Che significa per un missionario oggi, stare nella missione in Siria?

Che significa per un missionario oggi, stare nella missione in Siria?

In diverse circostanze la gente ci ha domandato il perché stiamo in questa missione, perché andate lì? La vostra congregazione ha missioni in tutte le parti del mondo, potreste stare in qualsiasi altra, ma perché qui e ora, in questo tempo di guerra?

sirias

Tra le moltissime cose che significano per un religioso straniero essere missionario in Siria oggi, abbiamo preso solo alcune.

Per noi stare nella missione significa:

– Una decisione libera: nessuno ce lo impone, anzi tutto al contrario. Molte volte i nostri superiori religiosi ci chiedono di confermargli il nostro desiderio di rimanere in questi posti, perché se non fosse così, se avessimo qualche motivo che ci spingesse a lasciare la missione, essi sarebbero disposti a darci un nuovo destino missionario. Pertanto abbiamo il privilegio di stare nel posto dove noi desideriamo, dove abbiamo chiesto di andare.

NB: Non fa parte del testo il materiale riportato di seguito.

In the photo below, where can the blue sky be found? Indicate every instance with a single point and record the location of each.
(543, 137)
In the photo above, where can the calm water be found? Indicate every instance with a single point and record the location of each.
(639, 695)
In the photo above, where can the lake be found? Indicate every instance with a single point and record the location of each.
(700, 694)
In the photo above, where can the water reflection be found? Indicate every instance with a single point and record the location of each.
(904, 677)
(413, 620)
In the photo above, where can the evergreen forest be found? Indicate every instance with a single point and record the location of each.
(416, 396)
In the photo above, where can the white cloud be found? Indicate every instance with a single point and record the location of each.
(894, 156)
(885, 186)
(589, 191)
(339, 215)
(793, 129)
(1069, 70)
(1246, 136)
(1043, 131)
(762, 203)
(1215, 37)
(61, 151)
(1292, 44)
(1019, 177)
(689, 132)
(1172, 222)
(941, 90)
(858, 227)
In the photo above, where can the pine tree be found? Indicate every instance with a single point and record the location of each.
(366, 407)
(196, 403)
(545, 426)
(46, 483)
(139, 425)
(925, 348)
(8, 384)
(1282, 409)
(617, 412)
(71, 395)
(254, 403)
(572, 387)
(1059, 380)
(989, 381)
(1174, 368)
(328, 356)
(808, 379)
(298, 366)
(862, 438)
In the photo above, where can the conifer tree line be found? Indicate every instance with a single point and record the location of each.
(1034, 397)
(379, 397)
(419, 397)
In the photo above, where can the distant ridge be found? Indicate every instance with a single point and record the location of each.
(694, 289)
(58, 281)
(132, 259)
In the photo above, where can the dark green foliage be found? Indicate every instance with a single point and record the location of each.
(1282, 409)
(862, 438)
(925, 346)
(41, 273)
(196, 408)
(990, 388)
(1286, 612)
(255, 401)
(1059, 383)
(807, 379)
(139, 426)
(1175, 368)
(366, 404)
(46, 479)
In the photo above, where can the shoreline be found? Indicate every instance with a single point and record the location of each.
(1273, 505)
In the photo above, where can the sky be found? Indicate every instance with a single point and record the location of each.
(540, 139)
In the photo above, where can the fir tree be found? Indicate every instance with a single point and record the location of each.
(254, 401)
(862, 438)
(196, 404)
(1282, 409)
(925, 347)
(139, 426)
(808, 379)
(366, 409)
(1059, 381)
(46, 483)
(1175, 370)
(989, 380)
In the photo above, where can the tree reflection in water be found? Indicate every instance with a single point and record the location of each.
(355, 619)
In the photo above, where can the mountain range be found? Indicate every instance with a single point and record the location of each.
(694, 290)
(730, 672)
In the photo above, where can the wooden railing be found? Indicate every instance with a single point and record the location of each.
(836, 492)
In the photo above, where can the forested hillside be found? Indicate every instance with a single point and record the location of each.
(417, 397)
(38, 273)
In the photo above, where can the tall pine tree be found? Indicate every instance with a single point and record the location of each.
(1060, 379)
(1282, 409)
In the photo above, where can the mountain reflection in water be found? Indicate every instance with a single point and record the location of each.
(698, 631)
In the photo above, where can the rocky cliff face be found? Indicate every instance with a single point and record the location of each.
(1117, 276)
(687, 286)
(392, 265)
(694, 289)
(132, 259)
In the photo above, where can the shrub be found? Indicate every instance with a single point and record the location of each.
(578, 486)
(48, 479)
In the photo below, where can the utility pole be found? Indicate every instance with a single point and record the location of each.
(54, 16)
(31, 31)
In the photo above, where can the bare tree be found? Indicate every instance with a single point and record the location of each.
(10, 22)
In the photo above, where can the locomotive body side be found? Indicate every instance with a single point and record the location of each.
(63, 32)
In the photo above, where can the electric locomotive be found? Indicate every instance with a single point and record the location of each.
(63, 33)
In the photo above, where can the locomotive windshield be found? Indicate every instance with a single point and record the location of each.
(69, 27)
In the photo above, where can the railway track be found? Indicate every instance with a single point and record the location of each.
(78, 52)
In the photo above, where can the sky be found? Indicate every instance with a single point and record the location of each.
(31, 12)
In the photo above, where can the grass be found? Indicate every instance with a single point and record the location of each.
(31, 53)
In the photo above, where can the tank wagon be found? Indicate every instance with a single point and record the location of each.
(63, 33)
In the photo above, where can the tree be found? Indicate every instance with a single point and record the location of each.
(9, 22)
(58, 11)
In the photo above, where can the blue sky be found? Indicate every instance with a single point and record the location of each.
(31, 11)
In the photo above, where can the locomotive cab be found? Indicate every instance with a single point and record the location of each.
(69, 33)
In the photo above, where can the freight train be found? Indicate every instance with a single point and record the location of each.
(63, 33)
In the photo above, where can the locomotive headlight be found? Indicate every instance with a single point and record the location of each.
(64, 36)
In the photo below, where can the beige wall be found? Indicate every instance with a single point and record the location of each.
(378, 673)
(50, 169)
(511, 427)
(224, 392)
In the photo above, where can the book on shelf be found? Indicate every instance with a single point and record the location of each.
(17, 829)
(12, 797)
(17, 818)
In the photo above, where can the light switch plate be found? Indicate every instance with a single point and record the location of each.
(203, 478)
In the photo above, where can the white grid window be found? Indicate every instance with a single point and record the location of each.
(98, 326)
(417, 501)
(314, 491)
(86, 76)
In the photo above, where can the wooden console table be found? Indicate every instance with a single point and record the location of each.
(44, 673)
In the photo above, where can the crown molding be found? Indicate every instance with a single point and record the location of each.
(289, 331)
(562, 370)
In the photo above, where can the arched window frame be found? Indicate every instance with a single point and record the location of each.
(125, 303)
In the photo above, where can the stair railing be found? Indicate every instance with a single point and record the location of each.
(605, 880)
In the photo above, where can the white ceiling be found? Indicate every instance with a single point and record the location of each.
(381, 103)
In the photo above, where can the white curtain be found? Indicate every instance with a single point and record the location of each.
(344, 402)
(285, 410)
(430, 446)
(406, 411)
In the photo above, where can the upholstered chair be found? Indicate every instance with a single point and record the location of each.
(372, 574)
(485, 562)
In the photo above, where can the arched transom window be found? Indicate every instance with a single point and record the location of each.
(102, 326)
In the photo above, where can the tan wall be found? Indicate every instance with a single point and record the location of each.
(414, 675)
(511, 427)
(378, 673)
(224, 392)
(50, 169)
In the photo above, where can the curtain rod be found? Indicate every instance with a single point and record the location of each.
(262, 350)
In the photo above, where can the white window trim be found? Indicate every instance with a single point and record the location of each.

– Un dono di Dio: abbiamo la Grazia di servire a Dio attraverso la Nostra consacrazione, ciò che Dio ha scelto, affinché possano compartire in un modo speciale e molto concretamente la Croce di Nostro Signore Gesù Cristo. Potremmo dire che essi sono “i membri d’onore della Chiesa”, gli tocca soffrire a causa della loro fede, e noi abbiamo la gioia di stare con loro, di accompagnarli.

– La possibilità di vivere la nostra consacrazione a Dio in una maniera più completa: anche se questo è un ideale che si può concretizzare in qualsiasi missione e circostanza, è anche vero che qui siamo più spinti dalle circostanze. Il solo fatto di avere quotidianamente il pensiero che qualsiasi giorno potrebbe essere l’ultimo della nostra vita (pensiero che ogni giorno in qualsiasi posto dovremmo ricordare) è già un aiuto per questo.

– Significa anche sperimentare l’impotenza: davanti al profondo dolore del prossimo, davanti all’ingiustizia e alla violenza che a volte sembrano onnipotenti, davanti alla possibilità di ascoltare solo e di non poter porre un rimedio alle sofferenze, alle morti, e alle desolazioni.

– Significa compartire con loro le esperienze quotidiane:

Le tensioni: davanti alle situazioni di tutti i giorni: gli scontri, le sparatorie, le notizie delle violenze.

L’incertezza: a causa della instabilità e dell’insicurezza.

I pericoli: perché la gente vive continuamente esposta a diversi pericoli.

Le separazioni e gli addii: perché chi ha la possibilità di uscire dal paese prova a farlo. La comunità dei fedeli è diminuita in questi due ultimi anni.

L’allegria delle cose semplici: imparare con loro ad allegrarsi delle cose più semplici, perché abbiamo sperimentato ciò che significa esserne carenti. Per esempio ci siamo sorpresi a noi stessi festeggiando, perché oggi abbiamo avuto tre ore di elettricità, o perché abbiamo avuto l’acqua due volte durante la settimana.

– Sperimentare da vicino le parole del Vangelo:

“Io sono con voi tutti i giorni, fino alla fine del mondo” (Mt 28,20)

In fine, significa anche -personalmente- un dovere: noi come consacrati aneliamo stare a lato -incluso materialmente- delle anime che soffrono, per potergli offrire una parola di consolazione, o anche solo essere qualcuno che accompagni e comprenda il loro dolore e che semplicemente, vuole stargli vicino. Siamo convinti che questa è la missione della chiesa in queste terre: stare vicino ai suoi figli che soffrono, offrirgli conforto, compagnia, il sollievo dell’affetto e la vicinanza maternale: mostrargli di alcuna maniera che Dio non dimentica a nessuno dei suoi figli, fino a dire: “Si dimentica forse una donna del suo bambino, così da non commuoversi per il figlio delle sue viscere? Anche se queste donne si dimenticassero, io invece non ti dimenticherò mai”. (Is 49,15). Abbiamo capito, venendo in questa missione, che dobbiamo far vedere il viso materno della Chiesa, come espressione dell’amore di Dio per tutti gli uomini.

La Santissima Vergine ci aiuti a stare -come Lei lo ha fatto- vicino ai suoi figli, compartendo il loro dolore, sostenendoli nelle loro croci, infondendo in loro la speranza che solo coloro che camminano nelle tenebre un giorno vedranno le stelle.